The report frames identity as foundational infrastructure for addressing illicit finance in the digital asset space, specifically calling out tokenized credentials and privacy-preserving technologies like zero-knowledge proofs. That’s a meaningful signal. Zero-knowledge proofs allow one party to verify information about another without actually revealing that information — a concept that’s been circulating in cryptographic circles for decades but is only now finding serious regulatory traction.
Still, identity alone doesn’t solve the threat-sharing problem. That’s where platforms like SEAL and the Beacon Network come in — secure infrastructure designed to enable real-time collaboration among digital asset firms, law enforcement, and other stakeholders. The idea, outlined in recent policy documents, is to close the lag between when a threat is identified and when the people who need to act on it actually find out. In cybersecurity, that lag can be catastrophic.
The Threat Landscape Is Real — and Getting Worse
What exactly is Treasury trying to defend against? The report to Congress under the GENIUS Act, submitted in March 2026, lays it out with uncomfortable clarity: money launderers exploiting digital asset infrastructure, North Korean state-sponsored hackers targeting Digital Asset Service Providers, and terrorist financing networks threading money through decentralized systems. These aren’t hypotheticals. They’re documented, ongoing, and — by most expert accounts — accelerating.
That said, it’s not just external bad actors keeping regulators up at night. Internal resilience is a concern too. Treasury has emphasized the importance of disruption-resistant infrastructure and smart contract governance as mechanisms for safeguarding customer assets — a recognition that the technology itself, if poorly designed, can become a liability. A single exploited smart contract can drain funds in minutes. There’s no “undo.”
And Treasury’s own house isn’t above scrutiny. The department’s Office of Inspector General conducted an independent audit of Treasury’s cybersecurity information-sharing practices — a rare instance of the government turning the lens on itself. The results of that audit, and any recommendations that followed, will likely shape how the new OCCIP initiative is structured and measured going forward.
Markets Are Watching
None of this is happening in a calm environment. Just days before the OCCIP announcement, a segment on Bloomberg Television highlighted mounting pressure on digital asset treasuries alongside fresh warnings from the IMF on the risks of tokenization at scale. Markets are jittery. Institutional players are cautious. And the window for the U.S. to establish a coherent regulatory posture — before the landscape hardens around it — is narrowing.
What the Treasury is attempting, across all of these initiatives, is something genuinely difficult: building a security and compliance architecture for an industry that was designed, in many ways, to resist exactly that kind of architecture. The tension between innovation and oversight isn’t new. But in digital assets, it’s sharper, faster, and higher-stakes than almost anywhere else in finance.
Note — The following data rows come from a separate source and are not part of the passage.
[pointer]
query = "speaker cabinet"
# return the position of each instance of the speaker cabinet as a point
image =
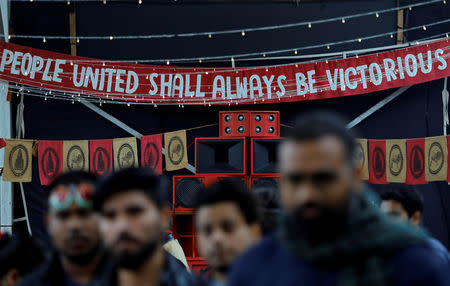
(264, 155)
(264, 124)
(234, 123)
(186, 188)
(220, 155)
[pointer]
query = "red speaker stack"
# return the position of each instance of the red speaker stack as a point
(246, 149)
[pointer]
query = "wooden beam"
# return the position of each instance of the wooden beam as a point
(73, 34)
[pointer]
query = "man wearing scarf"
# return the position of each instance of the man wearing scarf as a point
(331, 233)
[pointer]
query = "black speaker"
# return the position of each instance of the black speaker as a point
(186, 191)
(220, 155)
(264, 156)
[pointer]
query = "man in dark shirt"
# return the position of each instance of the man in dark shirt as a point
(226, 223)
(79, 257)
(330, 233)
(404, 203)
(133, 218)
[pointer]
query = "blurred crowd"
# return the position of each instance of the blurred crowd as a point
(321, 225)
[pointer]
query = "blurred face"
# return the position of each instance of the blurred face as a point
(132, 227)
(223, 234)
(317, 181)
(74, 231)
(394, 210)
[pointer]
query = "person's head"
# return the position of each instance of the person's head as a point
(319, 170)
(226, 222)
(70, 219)
(133, 215)
(267, 190)
(402, 202)
(18, 257)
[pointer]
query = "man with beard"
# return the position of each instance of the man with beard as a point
(133, 218)
(227, 223)
(331, 233)
(78, 258)
(404, 203)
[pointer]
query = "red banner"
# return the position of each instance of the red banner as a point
(100, 156)
(151, 152)
(377, 162)
(50, 156)
(181, 85)
(415, 171)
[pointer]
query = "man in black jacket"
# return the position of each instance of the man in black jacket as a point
(78, 256)
(133, 218)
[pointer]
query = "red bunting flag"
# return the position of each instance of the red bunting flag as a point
(50, 160)
(151, 152)
(377, 162)
(101, 156)
(415, 158)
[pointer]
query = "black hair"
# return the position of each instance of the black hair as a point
(21, 253)
(318, 124)
(146, 180)
(235, 191)
(69, 178)
(406, 195)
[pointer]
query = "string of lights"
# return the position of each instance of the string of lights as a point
(241, 31)
(264, 54)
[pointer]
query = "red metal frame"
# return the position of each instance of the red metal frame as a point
(207, 180)
(234, 123)
(252, 173)
(219, 138)
(265, 124)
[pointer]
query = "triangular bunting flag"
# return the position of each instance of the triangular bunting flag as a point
(362, 158)
(436, 158)
(415, 154)
(50, 156)
(76, 155)
(377, 161)
(176, 151)
(17, 164)
(396, 161)
(101, 159)
(151, 152)
(125, 153)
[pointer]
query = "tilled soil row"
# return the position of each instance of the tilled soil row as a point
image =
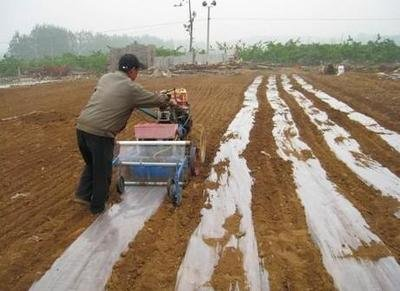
(41, 165)
(376, 209)
(154, 257)
(365, 93)
(291, 258)
(370, 143)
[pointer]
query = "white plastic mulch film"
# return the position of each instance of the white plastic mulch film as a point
(336, 226)
(231, 196)
(391, 137)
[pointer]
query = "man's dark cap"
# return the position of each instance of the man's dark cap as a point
(128, 62)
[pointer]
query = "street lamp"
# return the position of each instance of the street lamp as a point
(205, 4)
(188, 27)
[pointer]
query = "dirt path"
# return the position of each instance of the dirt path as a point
(41, 165)
(370, 142)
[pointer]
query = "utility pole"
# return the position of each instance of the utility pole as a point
(205, 4)
(188, 27)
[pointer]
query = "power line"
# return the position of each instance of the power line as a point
(292, 19)
(306, 19)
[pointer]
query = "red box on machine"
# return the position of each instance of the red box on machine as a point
(155, 131)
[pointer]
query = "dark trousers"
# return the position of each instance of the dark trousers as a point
(97, 151)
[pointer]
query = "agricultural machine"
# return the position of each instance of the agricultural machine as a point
(166, 152)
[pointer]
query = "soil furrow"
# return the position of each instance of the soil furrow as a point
(370, 143)
(281, 229)
(376, 209)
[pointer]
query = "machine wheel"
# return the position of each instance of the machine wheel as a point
(172, 193)
(202, 145)
(193, 164)
(121, 185)
(171, 189)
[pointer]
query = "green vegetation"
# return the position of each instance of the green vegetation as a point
(294, 52)
(95, 63)
(165, 52)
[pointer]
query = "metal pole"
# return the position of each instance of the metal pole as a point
(191, 27)
(208, 30)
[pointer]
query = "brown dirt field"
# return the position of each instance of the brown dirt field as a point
(40, 166)
(370, 143)
(376, 209)
(155, 255)
(279, 220)
(365, 93)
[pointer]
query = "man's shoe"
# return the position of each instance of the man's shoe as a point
(81, 201)
(100, 210)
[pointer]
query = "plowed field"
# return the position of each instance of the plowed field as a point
(40, 166)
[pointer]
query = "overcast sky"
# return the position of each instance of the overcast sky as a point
(231, 19)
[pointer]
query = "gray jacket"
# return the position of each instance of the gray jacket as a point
(112, 103)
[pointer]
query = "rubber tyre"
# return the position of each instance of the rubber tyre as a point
(121, 185)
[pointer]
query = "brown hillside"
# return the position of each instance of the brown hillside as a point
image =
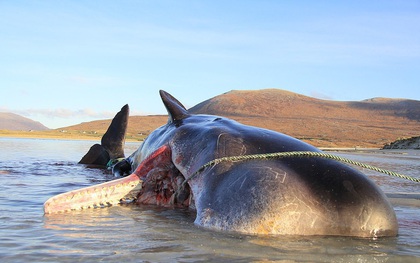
(369, 123)
(14, 122)
(325, 123)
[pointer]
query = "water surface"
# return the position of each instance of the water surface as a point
(32, 170)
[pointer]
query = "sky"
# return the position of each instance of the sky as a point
(67, 62)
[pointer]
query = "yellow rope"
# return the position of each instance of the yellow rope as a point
(298, 154)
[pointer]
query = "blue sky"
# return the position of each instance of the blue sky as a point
(67, 62)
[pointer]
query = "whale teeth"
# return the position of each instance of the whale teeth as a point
(102, 195)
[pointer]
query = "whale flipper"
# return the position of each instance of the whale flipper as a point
(112, 142)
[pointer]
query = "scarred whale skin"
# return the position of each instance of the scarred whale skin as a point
(289, 196)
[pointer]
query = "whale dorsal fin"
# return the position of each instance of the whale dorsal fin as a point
(176, 110)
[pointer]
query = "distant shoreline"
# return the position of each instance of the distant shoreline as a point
(54, 135)
(57, 135)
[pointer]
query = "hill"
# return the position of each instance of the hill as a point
(369, 123)
(11, 121)
(323, 123)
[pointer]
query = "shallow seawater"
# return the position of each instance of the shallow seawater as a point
(31, 171)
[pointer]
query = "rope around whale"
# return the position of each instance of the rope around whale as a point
(296, 154)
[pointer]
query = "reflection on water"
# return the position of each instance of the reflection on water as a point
(31, 171)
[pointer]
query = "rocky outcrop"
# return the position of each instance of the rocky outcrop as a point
(410, 143)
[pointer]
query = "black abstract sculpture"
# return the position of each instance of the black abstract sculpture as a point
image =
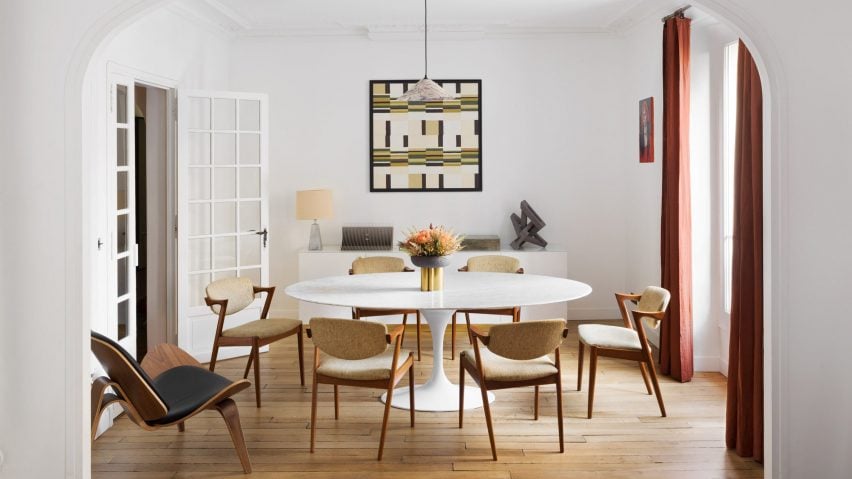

The seven-action plan, the identity infrastructure push, the threat-sharing platforms — they’re all bets that government can move nimbly enough to matter. Whether those bets pay off won’t be known for months, maybe years. But as Cory Wilson’s framing suggests, the goal isn’t just compliance. It’s change that actually sticks — and in a sector that’s already been rattled by collapses, hacks, and fraud, that might be the only pitch that lands.